No Dia dos Avós, neto e avó contam história de vida construída com amor
Avós são sinônimo de afeto, porto seguro, suporte nas dificuldades. Dizem que eles são inclusive, pai e mãe duas vezes por também estarem aptos a educar e auxiliar os filhos de seus filhos. A importância deles é ressaltada na mídia, no dia 26 de julho, Dia dos Avós, data que teria sido adotada em virtude da tradição católica que celebra na mesma data o dia de Santa Ana e São Joaquim, pais de Maria e, portanto, avós de Jesus Cristo.
Não são poucos os casos de netos que foram criados pelos avós. Em Arapiraca, conversamos com o administrador Rogério Apolinário, de 30 anos, e sua avó, Maria Gracinda Apolinário, de 72 anos. A história deles merece um livro, mas aqui contaremos um pouquinho de uma relação que foi muito além do tradicional.

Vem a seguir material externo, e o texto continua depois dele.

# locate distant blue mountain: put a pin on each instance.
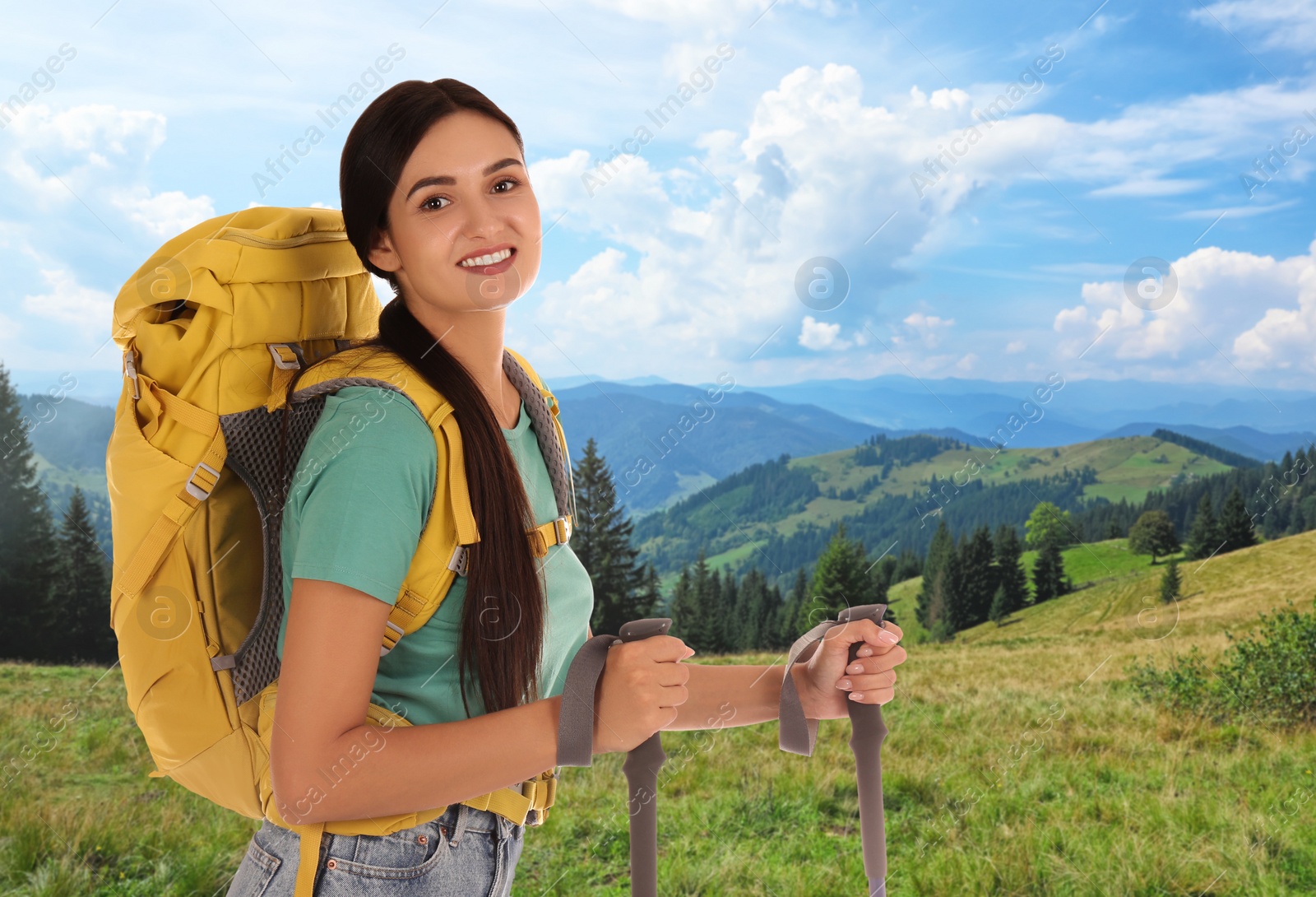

Maria Gracinda é a matriarca de uma família de seis filhos, seis netos e dois bisnetos. Natural da zona rural de Taquarana, ela veio morar em Arapiraca, em 1969. Desde então, mora na mesma casa, em uma pequena rua, de um dos bairros mais conhecidos da cidade, no Alto do Cruzeiro. Foi na mesma residência que criou os filhos que hoje recebe netos e bisnetos.
O olhar dela reflete o amor pela vida e pela família. Nele, há bondade. E isso é confirmado pela dedicação e carinho com o qual criou dois netos, Rogério e Débora Apolinário. Como Débora reside em São Paulo atualmente, conversamos apenas com Rogério que se refere à avó como uma mãe. “Não tenho nem como expressar o que ela fez por mim”, diz. Ele passou a morar com a avó aos quatro anos, quando a mãe foi para São Paulo trabalhar.

Foto: Arquivo pessoal
Engana-se quem acha que receber os netos em casa foi um incômodo para Gracinda. “Foi ótimo. Eu criei eles dois. Foi uma maravilha. Os dois nunca me deram trabalho”, explica. Débora foi morar com a mãe, no Sudeste, aos 12 anos já Rogério ficou em Arapiraca e só deixou a casa da vó quando casou. Para o Dia dos Avós, ele não preparou nada de especial. “Na verdade, comemoro com ela o Dia das Mães. ‘Ela é minha mãe”, afirma.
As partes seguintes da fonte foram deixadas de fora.